Sentinel pest experiment

We performed a sentinel pest experiment of plasticine “caterpillars” (Figure 1) to gauge predation response to a simulated dramatic increase of a novel pest on coffee bushes surrounding the canopy of Cordia and Grevillea shade trees. Sentinel pests consisted of simulated Lepidopteran caterpillars made of plasticine modeling clay (Sargent Art Plastilina Modeling Clay, Van Aken, North Charleston, SC) in the color green in order to remain comparable to other studies (Posa et al., 2007; Howe et al., 2009; Ferrante et al., 2014; Roslin et al., 2017; Muchula et al., 2019). In addition, green caterpillars seem to be perceived by predators as palatable and undefended prey (Howe et al., 2009). Sentinel pests were constructed using a mini stainless-steel extruder (HEVERP Clay & Sugar Paste Extruder, Guang Dong, China) to create long strips of clay. The strips of clay were then cut to a length of 1.5 cm, and molded to resemble arched, geometrid caterpillars (Geometridae; inchworms).

Figure 1

Figure 1. (a) Sentinel pest presentation on coffee shrubs. (b) Artificial plasticine caterpillar showing signs of bird predation, Kiambu County, Kenya, December and January 2019–2020.
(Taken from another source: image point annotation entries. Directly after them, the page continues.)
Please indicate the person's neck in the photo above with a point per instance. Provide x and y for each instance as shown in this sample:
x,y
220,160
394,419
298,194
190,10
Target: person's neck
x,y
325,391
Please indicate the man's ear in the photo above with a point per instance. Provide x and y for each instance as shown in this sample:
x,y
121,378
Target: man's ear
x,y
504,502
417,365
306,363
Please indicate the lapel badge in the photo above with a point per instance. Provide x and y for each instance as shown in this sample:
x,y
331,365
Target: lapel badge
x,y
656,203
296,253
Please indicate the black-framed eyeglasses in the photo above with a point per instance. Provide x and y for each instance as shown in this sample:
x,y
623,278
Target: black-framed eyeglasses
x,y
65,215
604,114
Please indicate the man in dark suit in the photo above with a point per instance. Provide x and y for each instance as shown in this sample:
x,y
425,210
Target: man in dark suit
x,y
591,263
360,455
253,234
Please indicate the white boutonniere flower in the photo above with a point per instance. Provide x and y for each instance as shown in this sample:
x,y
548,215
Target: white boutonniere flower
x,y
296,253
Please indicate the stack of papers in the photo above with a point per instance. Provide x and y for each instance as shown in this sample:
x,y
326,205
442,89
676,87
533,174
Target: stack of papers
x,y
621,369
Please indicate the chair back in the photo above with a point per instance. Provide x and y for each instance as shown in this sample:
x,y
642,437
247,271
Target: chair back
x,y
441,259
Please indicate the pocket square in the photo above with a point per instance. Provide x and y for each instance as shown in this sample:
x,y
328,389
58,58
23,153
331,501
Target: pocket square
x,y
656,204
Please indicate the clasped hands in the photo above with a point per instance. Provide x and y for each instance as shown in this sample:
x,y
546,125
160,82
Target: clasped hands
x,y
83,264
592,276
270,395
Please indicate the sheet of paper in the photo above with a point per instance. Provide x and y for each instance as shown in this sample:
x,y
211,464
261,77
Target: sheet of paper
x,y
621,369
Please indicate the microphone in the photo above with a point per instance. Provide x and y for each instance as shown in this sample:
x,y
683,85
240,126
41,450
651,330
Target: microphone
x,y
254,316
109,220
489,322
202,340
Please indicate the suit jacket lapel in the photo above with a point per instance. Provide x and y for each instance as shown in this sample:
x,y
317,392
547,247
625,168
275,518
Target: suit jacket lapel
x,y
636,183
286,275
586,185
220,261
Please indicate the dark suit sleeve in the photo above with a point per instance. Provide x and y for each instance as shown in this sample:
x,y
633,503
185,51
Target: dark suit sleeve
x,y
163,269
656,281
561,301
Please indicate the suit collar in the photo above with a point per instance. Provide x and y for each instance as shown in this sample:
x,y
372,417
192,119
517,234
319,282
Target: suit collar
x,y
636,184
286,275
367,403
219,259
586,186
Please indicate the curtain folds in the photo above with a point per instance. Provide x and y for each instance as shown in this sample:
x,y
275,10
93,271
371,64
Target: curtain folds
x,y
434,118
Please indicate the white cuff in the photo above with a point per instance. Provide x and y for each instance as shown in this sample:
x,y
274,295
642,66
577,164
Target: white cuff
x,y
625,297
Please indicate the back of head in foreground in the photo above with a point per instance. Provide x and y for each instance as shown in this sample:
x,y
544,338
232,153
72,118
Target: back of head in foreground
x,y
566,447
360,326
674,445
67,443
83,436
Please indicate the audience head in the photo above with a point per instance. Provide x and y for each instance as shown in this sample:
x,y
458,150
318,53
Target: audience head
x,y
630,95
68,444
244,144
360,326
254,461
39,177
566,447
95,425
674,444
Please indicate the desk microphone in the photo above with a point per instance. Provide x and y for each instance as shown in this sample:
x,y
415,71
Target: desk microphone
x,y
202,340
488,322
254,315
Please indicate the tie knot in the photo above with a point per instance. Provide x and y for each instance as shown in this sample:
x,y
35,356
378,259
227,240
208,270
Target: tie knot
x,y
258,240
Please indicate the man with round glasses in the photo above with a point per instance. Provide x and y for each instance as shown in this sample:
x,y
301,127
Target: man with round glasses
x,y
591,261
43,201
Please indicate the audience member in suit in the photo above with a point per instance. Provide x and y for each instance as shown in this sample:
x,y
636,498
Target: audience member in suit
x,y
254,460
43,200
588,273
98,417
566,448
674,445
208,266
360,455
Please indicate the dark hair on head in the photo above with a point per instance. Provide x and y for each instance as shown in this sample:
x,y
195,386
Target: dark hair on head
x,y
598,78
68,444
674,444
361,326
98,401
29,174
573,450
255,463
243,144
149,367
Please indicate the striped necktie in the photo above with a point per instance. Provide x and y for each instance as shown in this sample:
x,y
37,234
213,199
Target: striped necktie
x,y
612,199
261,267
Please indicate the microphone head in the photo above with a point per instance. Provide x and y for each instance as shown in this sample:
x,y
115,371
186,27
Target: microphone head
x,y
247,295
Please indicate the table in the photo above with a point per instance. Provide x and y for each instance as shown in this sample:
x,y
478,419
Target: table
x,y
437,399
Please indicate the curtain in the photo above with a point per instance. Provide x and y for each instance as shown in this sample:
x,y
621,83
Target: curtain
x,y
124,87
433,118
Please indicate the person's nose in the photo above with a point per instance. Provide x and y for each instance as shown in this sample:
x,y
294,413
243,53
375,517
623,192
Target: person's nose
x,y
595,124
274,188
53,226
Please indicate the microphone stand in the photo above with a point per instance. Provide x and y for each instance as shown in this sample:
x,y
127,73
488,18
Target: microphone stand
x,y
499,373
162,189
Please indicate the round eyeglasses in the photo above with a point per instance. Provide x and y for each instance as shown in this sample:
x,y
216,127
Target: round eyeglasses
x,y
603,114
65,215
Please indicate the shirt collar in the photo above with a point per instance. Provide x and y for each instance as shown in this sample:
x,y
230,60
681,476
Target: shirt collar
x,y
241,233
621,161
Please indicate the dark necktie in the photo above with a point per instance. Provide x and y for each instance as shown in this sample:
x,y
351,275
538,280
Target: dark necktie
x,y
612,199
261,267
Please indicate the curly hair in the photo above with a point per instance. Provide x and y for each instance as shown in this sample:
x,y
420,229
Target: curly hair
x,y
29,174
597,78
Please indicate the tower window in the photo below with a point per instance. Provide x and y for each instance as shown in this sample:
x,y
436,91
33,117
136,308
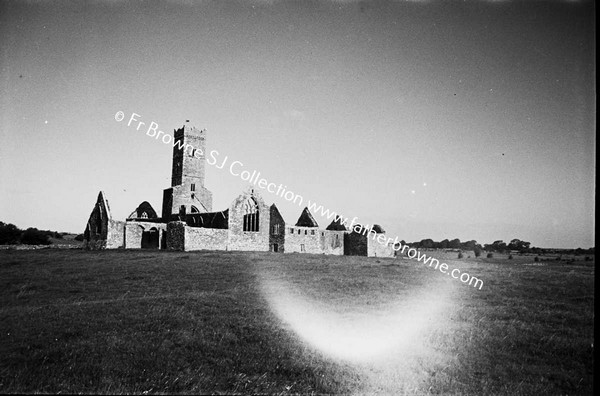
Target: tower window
x,y
251,212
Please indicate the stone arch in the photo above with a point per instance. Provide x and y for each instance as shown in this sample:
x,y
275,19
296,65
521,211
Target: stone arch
x,y
251,215
150,238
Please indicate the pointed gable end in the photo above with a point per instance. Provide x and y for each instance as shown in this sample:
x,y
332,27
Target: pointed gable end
x,y
306,219
336,225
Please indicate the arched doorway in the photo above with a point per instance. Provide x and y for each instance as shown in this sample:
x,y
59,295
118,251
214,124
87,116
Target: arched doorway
x,y
150,239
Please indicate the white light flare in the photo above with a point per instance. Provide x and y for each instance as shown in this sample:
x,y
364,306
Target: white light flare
x,y
360,334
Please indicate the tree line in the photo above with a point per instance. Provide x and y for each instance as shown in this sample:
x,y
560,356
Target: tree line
x,y
10,234
499,246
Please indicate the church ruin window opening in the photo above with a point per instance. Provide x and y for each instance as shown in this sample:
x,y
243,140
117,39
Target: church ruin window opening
x,y
251,220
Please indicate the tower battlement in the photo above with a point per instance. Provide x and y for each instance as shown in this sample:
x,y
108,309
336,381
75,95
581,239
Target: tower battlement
x,y
187,193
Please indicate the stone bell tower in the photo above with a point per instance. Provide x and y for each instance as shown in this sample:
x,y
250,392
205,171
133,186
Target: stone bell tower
x,y
187,193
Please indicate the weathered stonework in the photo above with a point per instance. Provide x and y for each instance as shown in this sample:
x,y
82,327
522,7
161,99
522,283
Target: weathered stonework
x,y
188,223
277,231
303,239
205,239
248,204
176,235
332,242
378,247
101,231
143,234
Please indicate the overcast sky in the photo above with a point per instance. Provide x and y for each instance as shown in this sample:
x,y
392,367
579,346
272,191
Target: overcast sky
x,y
470,120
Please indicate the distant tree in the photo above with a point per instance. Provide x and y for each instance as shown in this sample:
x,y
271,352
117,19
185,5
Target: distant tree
x,y
9,234
426,244
470,245
498,246
521,246
454,244
33,236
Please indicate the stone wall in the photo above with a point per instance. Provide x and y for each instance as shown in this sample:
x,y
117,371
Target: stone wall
x,y
115,235
249,240
176,235
378,247
277,232
134,232
355,244
303,239
206,238
332,242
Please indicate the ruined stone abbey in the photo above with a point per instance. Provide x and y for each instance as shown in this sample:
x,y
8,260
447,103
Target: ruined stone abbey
x,y
187,221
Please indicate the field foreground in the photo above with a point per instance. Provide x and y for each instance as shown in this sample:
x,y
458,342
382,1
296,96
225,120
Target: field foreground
x,y
74,321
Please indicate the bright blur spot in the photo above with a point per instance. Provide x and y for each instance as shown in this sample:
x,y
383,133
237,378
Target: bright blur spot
x,y
355,333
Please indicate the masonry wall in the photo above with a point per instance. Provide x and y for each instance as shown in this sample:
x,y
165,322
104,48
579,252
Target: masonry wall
x,y
355,244
332,242
176,235
115,235
378,247
134,231
277,234
206,238
303,239
248,240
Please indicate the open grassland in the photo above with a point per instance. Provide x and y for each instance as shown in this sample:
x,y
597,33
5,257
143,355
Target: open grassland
x,y
229,322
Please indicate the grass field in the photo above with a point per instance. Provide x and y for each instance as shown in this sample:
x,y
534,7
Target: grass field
x,y
74,321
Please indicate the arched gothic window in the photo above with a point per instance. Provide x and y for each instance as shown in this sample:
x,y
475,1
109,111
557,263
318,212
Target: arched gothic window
x,y
251,220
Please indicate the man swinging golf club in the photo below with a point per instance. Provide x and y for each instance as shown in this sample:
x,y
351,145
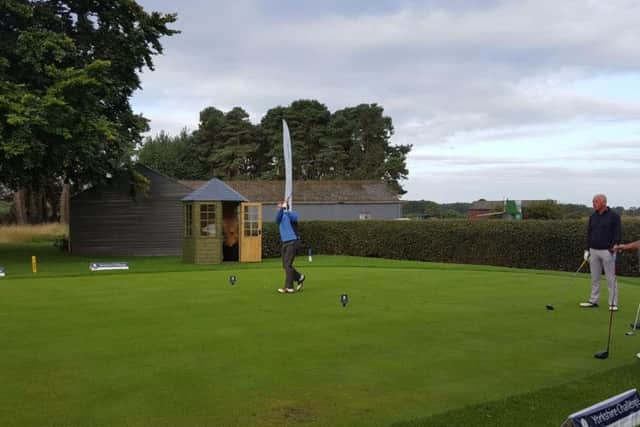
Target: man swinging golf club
x,y
603,234
287,221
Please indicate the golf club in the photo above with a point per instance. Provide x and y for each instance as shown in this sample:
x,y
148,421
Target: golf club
x,y
634,325
605,354
550,306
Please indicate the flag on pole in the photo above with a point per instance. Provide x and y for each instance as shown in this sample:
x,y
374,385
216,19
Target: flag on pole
x,y
286,146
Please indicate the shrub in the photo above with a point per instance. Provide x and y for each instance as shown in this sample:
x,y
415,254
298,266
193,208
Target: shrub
x,y
538,244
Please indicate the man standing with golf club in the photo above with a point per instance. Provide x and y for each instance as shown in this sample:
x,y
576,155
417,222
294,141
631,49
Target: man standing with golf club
x,y
603,234
287,221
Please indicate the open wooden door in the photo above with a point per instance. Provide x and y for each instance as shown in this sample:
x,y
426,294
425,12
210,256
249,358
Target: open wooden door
x,y
250,232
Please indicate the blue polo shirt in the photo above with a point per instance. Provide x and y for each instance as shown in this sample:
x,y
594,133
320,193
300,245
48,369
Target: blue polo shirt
x,y
285,221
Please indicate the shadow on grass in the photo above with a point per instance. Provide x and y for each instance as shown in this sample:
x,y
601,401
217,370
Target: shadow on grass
x,y
545,407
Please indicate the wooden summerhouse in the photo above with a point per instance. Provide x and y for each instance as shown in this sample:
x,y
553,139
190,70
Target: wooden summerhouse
x,y
221,225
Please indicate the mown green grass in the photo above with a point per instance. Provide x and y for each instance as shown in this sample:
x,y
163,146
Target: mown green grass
x,y
418,342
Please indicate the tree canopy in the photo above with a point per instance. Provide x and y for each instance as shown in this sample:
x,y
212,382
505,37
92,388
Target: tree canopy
x,y
67,72
350,144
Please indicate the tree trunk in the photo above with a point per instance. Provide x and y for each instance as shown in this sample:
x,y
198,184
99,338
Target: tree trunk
x,y
20,207
36,206
64,204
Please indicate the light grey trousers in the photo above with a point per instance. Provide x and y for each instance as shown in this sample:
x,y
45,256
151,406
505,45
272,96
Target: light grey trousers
x,y
602,259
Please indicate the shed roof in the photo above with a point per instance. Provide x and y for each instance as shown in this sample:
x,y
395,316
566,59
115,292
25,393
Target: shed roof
x,y
215,190
313,191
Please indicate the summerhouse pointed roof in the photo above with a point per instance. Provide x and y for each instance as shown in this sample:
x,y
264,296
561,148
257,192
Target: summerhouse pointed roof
x,y
215,190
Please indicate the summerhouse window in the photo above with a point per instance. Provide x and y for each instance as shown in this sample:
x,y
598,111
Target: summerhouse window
x,y
251,226
208,220
188,220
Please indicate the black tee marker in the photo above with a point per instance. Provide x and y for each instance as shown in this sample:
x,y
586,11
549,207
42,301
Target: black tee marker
x,y
344,299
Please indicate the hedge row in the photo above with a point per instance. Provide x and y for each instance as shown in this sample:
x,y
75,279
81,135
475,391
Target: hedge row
x,y
546,245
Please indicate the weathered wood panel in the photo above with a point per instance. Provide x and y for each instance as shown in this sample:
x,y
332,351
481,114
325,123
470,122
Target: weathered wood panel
x,y
111,220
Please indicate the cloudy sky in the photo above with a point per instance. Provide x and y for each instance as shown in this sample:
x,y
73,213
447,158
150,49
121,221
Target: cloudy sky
x,y
500,99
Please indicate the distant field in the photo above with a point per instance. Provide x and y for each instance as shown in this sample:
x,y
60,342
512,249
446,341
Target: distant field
x,y
418,344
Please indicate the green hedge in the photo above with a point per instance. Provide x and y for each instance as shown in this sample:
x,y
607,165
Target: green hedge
x,y
547,245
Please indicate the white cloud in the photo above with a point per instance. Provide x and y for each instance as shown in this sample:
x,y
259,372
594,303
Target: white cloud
x,y
449,73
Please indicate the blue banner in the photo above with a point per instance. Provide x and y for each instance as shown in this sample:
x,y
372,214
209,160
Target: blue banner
x,y
98,266
622,410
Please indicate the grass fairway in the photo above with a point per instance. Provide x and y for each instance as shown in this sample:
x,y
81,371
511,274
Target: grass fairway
x,y
417,342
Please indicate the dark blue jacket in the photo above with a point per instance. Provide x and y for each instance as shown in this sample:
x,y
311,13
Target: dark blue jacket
x,y
605,230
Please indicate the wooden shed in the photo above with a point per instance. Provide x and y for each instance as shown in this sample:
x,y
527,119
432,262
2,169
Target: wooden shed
x,y
115,219
220,225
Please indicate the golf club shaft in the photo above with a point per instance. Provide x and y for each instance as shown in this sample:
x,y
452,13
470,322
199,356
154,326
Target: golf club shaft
x,y
613,300
580,268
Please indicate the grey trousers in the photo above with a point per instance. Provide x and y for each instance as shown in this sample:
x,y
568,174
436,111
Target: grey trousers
x,y
602,259
288,255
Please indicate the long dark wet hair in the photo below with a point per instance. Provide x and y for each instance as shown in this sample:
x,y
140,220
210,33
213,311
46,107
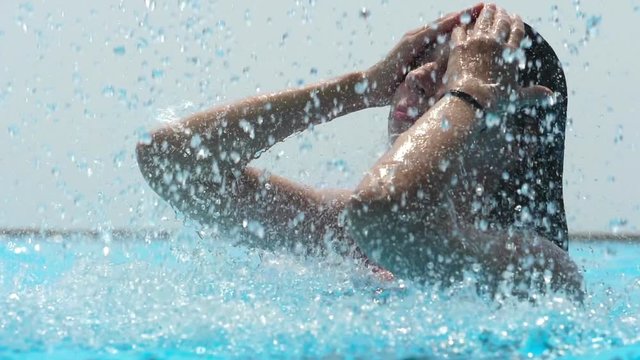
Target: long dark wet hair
x,y
542,171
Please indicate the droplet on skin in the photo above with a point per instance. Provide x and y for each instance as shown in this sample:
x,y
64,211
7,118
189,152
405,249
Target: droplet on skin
x,y
119,50
465,18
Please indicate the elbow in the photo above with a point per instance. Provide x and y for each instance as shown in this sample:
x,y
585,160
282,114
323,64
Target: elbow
x,y
152,158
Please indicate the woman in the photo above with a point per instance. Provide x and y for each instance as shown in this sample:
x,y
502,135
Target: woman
x,y
472,180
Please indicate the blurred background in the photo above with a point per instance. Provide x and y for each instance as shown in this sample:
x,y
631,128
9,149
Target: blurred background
x,y
82,82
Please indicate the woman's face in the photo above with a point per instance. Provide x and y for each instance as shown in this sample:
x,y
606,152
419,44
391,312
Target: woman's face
x,y
418,92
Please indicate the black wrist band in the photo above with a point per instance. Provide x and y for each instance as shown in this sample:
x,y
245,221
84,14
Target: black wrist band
x,y
467,98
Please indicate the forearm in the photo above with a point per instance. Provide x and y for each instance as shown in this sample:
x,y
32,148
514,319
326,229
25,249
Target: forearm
x,y
233,134
417,166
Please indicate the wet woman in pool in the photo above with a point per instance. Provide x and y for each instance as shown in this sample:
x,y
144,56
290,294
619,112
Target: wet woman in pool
x,y
473,179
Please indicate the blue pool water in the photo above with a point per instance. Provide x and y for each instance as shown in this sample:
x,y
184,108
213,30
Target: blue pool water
x,y
186,297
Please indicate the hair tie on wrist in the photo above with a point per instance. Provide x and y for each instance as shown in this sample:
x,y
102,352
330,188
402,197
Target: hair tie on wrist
x,y
468,98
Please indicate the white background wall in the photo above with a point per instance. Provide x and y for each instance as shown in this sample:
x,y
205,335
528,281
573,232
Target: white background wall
x,y
81,81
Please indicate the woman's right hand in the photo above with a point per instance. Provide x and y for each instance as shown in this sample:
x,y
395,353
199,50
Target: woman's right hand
x,y
484,61
384,77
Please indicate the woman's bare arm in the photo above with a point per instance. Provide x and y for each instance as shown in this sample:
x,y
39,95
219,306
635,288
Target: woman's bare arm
x,y
200,164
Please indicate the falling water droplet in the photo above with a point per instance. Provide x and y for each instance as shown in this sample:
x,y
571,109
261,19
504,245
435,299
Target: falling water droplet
x,y
364,13
119,50
150,4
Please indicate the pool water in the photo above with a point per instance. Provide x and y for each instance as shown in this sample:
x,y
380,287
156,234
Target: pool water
x,y
186,297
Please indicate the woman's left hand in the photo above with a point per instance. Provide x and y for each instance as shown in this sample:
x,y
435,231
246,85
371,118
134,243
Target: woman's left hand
x,y
383,78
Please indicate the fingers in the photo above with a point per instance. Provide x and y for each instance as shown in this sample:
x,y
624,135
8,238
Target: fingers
x,y
517,32
448,22
485,19
534,95
501,25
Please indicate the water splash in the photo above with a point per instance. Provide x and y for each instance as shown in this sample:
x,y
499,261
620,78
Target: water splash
x,y
199,296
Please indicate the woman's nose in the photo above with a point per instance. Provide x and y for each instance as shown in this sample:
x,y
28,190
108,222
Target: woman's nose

On each of the 6 farms, 20 shade trees (10 Cordia and 10 Grevillea) were selected. Selected trees were at least 10 m apart to preserve independence, since the caterpillars simulated (Geometrids) rarely leave their host plants except to pupate (Wagner and Hoyt, 2022). We placed 15 sentinel pests near each tree, with 3 pests deployed on each of 5 coffee shrubs surrounding the canopy on each tree) for a total of 300 sentinel pests per farm site (15/tree × 20 trees). At each tree site, we chose the closest 5 coffee shrubs surrounding the outside canopy of the tree for the sentinel pest presentation stations. Three plasticine caterpillars were affixed to different leaves on the same coffee plant (Figure 2), placed at a minimum distance of approximately 15–30 cm apart, on the outer 2/3 of the branches and at a height of ~1.5 m. All sentinel pests were placed facing the selected study tree and adhered with super glue (Loctite Super Glue) to the dorsal side of a coffee leaf near the midrib. Sentinel pests were deployed in the morning starting at 08:00 a.m., left exposed for 24 hours, and then collected. Flagging tape was used to aid in relocation of sentinel pests. Care was taken to protect the plasticine from accidental marking by handling during setup and takedown. Ziploc bags were used to transport the sentinel pests into the field and labeled 1.5 ml micro-centrifuge tubes (BioChrom, Jiangsu Kangjian Medical Apparatus Co.) were used to transport the plasticine caterpillars back to the lab. In cases where the glue was especially thick and strong and removal of a sentinel pest would result in spoiling the sample, the whole leaf was removed and stored a Ziploc bag.

Figure 2

Figure 2. Sentinel pest host shrubs (red) on a shade-coffee farm. At each Cordia and Grevillea tree site (10 on each of 6 farms), the 5 closest coffee plants surrounding the outside canopy of the tree site were chosen to each host 3 sentinel pests per plant for a total of 15 sentinel pests per shade tree site. Study was conducted in Kiambu County, Kenya, December and January 2019–2020.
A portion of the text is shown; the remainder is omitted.